The policy separates standards for transgender athletes based on their usage of hormone therapy, which is used to induce physical changes in an individual’s body that is caused by estrogen or testosterone hormones during puberty. Those who are not currently using hormone therapy, must participate in organizations corresponding with their birth sex. If they are using testosterone or estrogen therapy, they must have medical examinations prior to participation. In some cases, a full year of therapy must be complete before they are able to participate in programs of their presented gender.
Educators and coaches need to understand that gender is complex. Genetic makeup and reproductive organs are not synonymous with talent, skill, and ability. All students deserve the right to have their seat present at the table, or spot on the field.

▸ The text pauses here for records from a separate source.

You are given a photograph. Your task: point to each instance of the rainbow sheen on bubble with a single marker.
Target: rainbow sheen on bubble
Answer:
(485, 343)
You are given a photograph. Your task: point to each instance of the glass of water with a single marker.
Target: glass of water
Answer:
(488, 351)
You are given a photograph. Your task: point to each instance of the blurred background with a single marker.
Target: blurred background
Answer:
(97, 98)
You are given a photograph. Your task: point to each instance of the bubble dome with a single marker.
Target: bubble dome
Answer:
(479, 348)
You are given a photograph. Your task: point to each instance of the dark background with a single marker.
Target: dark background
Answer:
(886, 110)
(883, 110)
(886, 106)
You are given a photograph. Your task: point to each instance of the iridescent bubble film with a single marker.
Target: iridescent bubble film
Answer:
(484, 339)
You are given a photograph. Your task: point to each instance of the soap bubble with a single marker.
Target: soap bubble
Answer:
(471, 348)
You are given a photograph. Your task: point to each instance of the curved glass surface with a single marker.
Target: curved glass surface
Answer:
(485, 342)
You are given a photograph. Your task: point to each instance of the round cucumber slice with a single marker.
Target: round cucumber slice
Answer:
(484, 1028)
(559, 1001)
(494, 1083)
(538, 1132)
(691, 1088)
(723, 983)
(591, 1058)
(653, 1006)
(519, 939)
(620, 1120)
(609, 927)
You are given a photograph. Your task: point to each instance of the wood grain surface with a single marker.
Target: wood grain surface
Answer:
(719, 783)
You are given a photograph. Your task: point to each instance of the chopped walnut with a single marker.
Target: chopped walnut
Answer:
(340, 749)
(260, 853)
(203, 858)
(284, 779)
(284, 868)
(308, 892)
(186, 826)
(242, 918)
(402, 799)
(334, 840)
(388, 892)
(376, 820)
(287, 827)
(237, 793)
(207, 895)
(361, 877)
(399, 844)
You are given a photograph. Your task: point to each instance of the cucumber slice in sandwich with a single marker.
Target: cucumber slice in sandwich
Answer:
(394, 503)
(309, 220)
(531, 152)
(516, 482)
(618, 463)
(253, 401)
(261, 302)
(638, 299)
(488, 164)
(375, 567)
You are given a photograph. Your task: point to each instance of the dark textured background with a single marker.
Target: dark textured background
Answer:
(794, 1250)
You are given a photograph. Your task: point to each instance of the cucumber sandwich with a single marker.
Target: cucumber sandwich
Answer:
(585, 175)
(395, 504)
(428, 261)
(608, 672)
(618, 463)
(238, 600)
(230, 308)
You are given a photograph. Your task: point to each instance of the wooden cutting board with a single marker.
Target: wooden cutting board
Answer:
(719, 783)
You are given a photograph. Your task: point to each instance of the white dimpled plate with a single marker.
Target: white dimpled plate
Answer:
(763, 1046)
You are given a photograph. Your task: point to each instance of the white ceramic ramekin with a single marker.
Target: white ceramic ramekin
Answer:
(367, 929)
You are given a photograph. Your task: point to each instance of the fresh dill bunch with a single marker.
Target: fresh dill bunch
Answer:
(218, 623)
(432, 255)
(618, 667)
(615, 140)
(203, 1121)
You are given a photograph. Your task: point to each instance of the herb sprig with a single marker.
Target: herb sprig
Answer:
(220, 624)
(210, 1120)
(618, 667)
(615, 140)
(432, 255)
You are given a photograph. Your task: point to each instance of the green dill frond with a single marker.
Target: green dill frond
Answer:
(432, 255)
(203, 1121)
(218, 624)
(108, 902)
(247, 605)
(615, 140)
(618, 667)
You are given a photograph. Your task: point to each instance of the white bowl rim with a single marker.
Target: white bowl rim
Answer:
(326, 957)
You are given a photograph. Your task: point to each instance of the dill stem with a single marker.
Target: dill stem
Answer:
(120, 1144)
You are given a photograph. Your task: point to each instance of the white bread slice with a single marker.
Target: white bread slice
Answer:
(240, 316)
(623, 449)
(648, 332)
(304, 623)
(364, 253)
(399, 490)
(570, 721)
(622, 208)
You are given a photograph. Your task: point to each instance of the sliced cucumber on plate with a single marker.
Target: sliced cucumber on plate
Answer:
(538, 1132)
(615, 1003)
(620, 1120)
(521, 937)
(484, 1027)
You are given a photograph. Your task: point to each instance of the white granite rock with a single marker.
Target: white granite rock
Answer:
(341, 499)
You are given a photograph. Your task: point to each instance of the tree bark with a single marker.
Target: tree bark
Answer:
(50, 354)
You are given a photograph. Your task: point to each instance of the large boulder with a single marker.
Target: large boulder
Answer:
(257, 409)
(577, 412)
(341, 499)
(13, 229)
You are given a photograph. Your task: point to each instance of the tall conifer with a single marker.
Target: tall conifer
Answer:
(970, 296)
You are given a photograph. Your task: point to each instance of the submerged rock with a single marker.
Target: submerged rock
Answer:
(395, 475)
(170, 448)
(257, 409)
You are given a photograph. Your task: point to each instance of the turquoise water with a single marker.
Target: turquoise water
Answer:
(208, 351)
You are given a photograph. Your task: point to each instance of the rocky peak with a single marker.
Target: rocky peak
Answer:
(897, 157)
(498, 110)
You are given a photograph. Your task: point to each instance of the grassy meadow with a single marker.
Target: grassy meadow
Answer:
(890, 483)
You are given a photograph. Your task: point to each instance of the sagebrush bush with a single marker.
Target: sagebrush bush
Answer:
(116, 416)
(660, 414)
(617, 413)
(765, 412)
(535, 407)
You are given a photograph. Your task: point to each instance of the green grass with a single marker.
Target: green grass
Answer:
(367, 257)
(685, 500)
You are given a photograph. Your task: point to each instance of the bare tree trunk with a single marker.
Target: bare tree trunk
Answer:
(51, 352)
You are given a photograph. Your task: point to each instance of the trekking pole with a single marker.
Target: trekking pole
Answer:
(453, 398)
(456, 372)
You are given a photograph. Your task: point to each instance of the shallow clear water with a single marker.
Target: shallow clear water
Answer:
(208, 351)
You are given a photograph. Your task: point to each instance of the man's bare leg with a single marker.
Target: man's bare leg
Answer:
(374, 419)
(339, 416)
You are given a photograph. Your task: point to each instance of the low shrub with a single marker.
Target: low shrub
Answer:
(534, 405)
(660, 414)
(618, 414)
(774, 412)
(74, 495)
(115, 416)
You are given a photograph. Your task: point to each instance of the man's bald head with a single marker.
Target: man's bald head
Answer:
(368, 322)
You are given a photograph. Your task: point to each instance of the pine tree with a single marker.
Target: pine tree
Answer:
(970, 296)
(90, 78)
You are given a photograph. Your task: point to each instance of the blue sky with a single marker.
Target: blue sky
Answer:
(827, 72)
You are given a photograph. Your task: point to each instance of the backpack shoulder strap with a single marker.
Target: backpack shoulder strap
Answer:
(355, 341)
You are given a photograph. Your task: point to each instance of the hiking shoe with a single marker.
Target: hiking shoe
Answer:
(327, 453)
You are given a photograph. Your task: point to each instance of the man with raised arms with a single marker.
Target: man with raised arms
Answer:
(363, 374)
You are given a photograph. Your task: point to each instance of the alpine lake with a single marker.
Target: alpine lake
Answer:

Those who choose to remain ignorant on the issue often use insulting and belittling arguments to protest transgender inclusion. This is included but not limited to, referring to trans persons as “a man playing in a woman’s game,” stating that they “have an unfair advantage,” or even that “it’s not right for them to compete amongst real women and men.”
Many personal beliefs and confusions are used to combat the inclusion of transgender people.
The truth is, there is a massive lack of research on the subject. This makes conclusions of genetic impact on ability difficult to measure across a broad and varied spectrum. However, it does not excuse misinformed opinions being used to implement on levels of inclusion or lack thereof. The fact that the Trans community is smaller, does not mean they are by any means less deserving of respect, decency, and a shared effort towards a better understanding of them as individuals.
Trans athletes have various levels of athletic ability, like any other person participating in sports. This is likely due to the fact that they are just another person, trying to compete without fear of harassment, bullying, and unnecessary scrutiny from their counterparts.
The spread of misinformation breeds violence and increases danger against an already at risk community. According to the Human Rights Campaign Foundation, there were at least 37 known murders of transgender and gender non-conforming people in 2020.
Trans rights are human rights, and transgender athletes deserve equal standards just as anyone else.